While these cations are bound to the substrate, they don't do anything. But unlike a true chelator, the cations (Ca++, Mg++, Fe+++, etc) don't have a strong bond with the anions (soil), and the simple strength of the charge of a cation can dislodge other cations. Keep adding excess Fe+++, and you'll keep dislodging low charge cations like K+ from the substrate. In reality, it's not that simple either, ions have a high affinity for some ions, and a lower affinity for other ions, and the total concentration of the ion also plays a role (more lower charged ions will start to act like higher charged ions).

When the soil is new, is has a large capacity to attract and bond with cations, but gradually this capacity is diminished and the soil can longer attract more ions, it can only exchange them. This is time where you find out if your dosing regime is ideal or not.

Lets assume that the nutrients are being dosed at the optimal levels, the soil has no capacity to accept more cations and the plants are growing great.

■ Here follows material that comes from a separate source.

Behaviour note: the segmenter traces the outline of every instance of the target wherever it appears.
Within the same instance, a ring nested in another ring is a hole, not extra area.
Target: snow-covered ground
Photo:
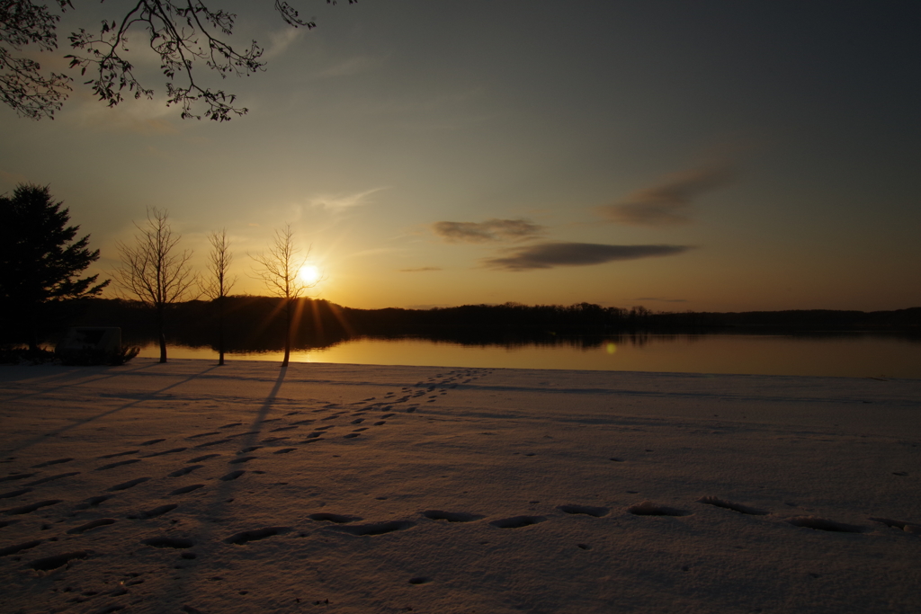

Now lets assume you start dosing excess micronutrients. Some of these micronutrients will have a higher affinity to the negative soil charge then other nutrients, and as a result, they will dislodge these nutrients away from the soil into the water column. This will push the concentration of these dislodged nutrients higher in the water column, but a 50% water change each week will gradually decline the total concentration of the nutrient (substrate + water column).

The end result though is a significantly reduced nutrient level of these dislodged nutrients, since the only supply of these nutrients is from water column dosing, since there is no supply of the nutrient from the substrate. To make matters worse, the supply of micronutrients gradually increases as there's simply no room left in the substrate for these nutrients to bond too. 

Toxic levels? Maybe, maybe not. But the plants start showing signs of deficiency (Ca++, Mg++, K+), and to combat this, the result is very rarely to reduce the micronutrient concentration, but instead to increase concentration of the ions that appear to be deficient. 

If the micronutrient dosing was reduced, the nature of law regarding the balance of charge would mean that these excess micronutrients in substrate would begin to dislodge into the water column, with some amount being taken up by the plants as needed. The system would gradually balance itself back out (balance the charge), as the level of micronutrients in the substrate is reduced, being replaced by other positive cations.

But if the typical procedure is followed whereby "deficient" nutrient levels are increased, you push the concentration of the micronutrients in the water column even higher, as this increased concentration of "deficient" nutrients begins to dislodge the micronutrients from the substrate. Your still dosing excess micronutrients, but now your also dosing excess of other nutrients in a vain attempt to forcibly balance the charges with more, instead of less.


----------



## houseofcards

Audionut said:


> With basically to much of anything being an issue, you can't really single out organics with any great usefulness.


To be honest I don't agree.

After doing this over and over and over for over 10 years this has been the key to keeping my tanks algae-free. It's the most important variable to every setup.

First off the EI dosing technique is in excess and it hasn't caused me any problems so you really can't say to much of anything will cause problems, unless I misunderstood you there.

Secondly so many times people here have algae issues and the first response is to turn up the co2. Then I look at their setup and they have like 3 stems and a marimo moss ball. You could turn up the co2 till it reaches pluto (seems like you like space references) and it's not going to do a thing. 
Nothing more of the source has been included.